Work with Shubham
Connect with Shubham Jha
Available for senior engineering roles, technical consulting, and product advisory. I specialise in React, Next.js, and full-stack architecture for global-scale platforms.
Start a projectWork with Shubham
Available for senior engineering roles, technical consulting, and product advisory. I specialise in React, Next.js, and full-stack architecture for global-scale platforms.
Start a project
A 24MB PDF. Four seconds. 3.9MB output. No server, no upload, no cloud API — just a browser tab running Ghostscript.
When I first got this working I assumed I'd done something wrong. JavaScript can't do that. Except it wasn't JavaScript doing it. It was a 30-year-old C program, compiled to WebAssembly, running its CLI interface unchanged inside a browser tab. That reframe is the entire mental model.
This post is that mental model: the four concepts that make it work, and the real code behind a PDF compressor that runs Ghostscript entirely client-side.
pdf-lib, jsPDF, PDF.js — all three operate at the PDF object level. Add pages, remove annotations, merge files, fill forms. What they can't do is touch the compressed data inside a PDF's content streams.
A PDF is a tree of objects. Embedded images are compressed byte streams, typically JPEG or CCITT for scans. JavaScript libraries can restructure that tree, but they leave the compressed streams alone. No access to the pixel data, no JPEG encoder, no font subsetter. To resample a JPEG you need to decode to raw pixels, resize, and re-encode — that pipeline needs libjpeg and libpng at the C level.

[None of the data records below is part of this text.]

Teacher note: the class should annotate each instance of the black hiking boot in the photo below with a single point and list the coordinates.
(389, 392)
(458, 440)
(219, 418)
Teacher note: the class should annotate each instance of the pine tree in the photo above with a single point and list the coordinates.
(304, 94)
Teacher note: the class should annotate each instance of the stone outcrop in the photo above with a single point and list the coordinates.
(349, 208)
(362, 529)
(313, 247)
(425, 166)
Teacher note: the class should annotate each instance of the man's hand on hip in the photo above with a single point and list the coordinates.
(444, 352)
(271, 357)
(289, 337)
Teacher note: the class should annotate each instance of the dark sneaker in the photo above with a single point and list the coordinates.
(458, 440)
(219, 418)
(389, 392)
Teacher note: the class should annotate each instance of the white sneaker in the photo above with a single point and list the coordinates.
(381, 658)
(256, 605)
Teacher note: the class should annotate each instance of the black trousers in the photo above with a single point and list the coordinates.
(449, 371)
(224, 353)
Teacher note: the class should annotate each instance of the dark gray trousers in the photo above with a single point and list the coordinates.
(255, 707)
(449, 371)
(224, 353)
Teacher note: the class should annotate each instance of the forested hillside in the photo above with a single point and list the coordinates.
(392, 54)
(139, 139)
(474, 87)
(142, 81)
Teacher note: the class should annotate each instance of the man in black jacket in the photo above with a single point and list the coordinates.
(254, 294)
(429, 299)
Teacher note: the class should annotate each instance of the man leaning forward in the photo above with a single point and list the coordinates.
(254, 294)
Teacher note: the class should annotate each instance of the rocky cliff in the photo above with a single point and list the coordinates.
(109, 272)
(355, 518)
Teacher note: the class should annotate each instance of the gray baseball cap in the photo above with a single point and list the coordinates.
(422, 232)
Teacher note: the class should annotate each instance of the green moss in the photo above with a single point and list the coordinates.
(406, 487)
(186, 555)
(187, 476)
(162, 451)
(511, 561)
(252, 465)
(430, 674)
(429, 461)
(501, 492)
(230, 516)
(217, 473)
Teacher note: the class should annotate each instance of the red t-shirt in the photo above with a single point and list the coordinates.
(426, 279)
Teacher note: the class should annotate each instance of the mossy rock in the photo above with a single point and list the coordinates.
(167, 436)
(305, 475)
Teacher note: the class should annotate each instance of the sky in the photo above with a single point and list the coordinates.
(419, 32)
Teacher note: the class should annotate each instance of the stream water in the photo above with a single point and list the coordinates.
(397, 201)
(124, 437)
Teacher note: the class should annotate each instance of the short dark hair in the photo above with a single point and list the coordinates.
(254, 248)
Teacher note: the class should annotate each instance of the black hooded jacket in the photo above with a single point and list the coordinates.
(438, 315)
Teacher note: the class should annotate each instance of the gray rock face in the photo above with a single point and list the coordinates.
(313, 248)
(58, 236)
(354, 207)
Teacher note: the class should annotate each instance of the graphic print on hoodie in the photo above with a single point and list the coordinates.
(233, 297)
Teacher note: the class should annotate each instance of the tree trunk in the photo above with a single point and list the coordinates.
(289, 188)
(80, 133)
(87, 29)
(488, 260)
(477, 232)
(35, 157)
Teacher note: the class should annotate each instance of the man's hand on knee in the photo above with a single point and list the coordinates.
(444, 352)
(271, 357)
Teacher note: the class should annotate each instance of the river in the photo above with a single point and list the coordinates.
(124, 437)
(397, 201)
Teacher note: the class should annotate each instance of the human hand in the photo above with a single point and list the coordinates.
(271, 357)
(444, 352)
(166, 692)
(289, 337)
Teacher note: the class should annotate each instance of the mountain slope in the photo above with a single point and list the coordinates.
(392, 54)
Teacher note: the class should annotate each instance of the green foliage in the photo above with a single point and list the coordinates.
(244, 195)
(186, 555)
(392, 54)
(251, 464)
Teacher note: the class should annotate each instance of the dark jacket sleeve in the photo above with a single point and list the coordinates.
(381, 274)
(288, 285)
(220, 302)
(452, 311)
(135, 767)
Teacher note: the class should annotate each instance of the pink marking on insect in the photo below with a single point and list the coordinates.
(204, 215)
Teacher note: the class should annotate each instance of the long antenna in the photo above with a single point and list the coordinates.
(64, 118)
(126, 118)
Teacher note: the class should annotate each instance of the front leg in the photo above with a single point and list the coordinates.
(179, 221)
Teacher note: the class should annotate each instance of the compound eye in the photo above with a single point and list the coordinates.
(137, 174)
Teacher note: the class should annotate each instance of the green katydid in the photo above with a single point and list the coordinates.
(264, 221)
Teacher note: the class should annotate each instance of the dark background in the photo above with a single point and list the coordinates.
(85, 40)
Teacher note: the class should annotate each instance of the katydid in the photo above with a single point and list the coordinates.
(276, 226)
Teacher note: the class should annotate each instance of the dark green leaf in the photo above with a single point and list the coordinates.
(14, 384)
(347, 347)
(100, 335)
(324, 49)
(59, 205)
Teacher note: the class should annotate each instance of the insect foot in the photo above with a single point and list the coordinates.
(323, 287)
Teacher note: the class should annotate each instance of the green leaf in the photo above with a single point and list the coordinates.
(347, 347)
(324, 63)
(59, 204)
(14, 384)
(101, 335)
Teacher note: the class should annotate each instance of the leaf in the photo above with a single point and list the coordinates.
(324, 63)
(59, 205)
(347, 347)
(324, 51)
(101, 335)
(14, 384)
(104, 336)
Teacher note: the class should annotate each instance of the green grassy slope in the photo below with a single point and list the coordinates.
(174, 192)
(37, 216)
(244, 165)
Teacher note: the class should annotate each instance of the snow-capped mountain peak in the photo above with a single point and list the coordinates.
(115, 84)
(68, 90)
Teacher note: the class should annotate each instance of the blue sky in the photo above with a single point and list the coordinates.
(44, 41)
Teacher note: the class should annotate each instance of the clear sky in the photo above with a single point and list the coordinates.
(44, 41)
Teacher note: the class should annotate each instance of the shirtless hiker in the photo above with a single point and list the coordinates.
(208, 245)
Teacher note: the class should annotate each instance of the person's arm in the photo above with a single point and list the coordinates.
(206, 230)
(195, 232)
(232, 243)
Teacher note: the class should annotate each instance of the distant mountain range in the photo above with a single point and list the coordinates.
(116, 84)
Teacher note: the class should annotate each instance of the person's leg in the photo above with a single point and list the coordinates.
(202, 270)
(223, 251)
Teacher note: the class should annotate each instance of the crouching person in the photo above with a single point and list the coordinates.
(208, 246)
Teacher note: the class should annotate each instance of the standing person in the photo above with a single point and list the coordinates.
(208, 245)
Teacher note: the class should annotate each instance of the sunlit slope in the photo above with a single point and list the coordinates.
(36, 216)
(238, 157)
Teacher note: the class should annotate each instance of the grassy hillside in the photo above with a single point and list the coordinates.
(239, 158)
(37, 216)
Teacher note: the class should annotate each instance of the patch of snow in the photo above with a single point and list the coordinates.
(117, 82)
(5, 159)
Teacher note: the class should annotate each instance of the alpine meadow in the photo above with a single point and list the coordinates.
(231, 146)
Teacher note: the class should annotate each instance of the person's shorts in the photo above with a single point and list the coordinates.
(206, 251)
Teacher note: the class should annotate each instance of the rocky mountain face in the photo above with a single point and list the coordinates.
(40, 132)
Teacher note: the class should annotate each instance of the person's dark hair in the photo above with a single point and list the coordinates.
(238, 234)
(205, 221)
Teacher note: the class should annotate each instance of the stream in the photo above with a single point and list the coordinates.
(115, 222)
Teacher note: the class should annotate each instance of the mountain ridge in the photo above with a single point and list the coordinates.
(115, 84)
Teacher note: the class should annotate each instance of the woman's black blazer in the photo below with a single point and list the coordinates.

On a scan-heavy PDF (receipts, contracts, anything photocopied), a JS-only compressor gets 10–20% reduction at best. The images, which are most of the file, come out unchanged.
Ghostscript works at a different level. It decodes every content stream, resamples embedded images to a target DPI, recompresses with a specified JPEG quality, subsets fonts to only the glyphs actually used, and re-encodes. On the same scan-heavy PDFs where JavaScript stalls at 20%, Ghostscript's screen preset gets 70–85%.
That 24MB file from the opening: a multi-page scanned document. Four seconds. 3.9MB. In the browser.
Most WebAssembly tutorials start from scratch — write C or Rust, manage memory manually, define a foreign function interface. That's the hard path, and it's not what this is.
The easier path: take an existing C program, compile it to WASM with Emscripten, and call its main() function.
When Emscripten compiles a C program, it provides a full POSIX compatibility shim. Virtual file system, standard I/O, memory allocation, argc/argv. Ghostscript's main() receives command-line arguments exactly as it would on Linux or macOS — because as far as it knows, it is.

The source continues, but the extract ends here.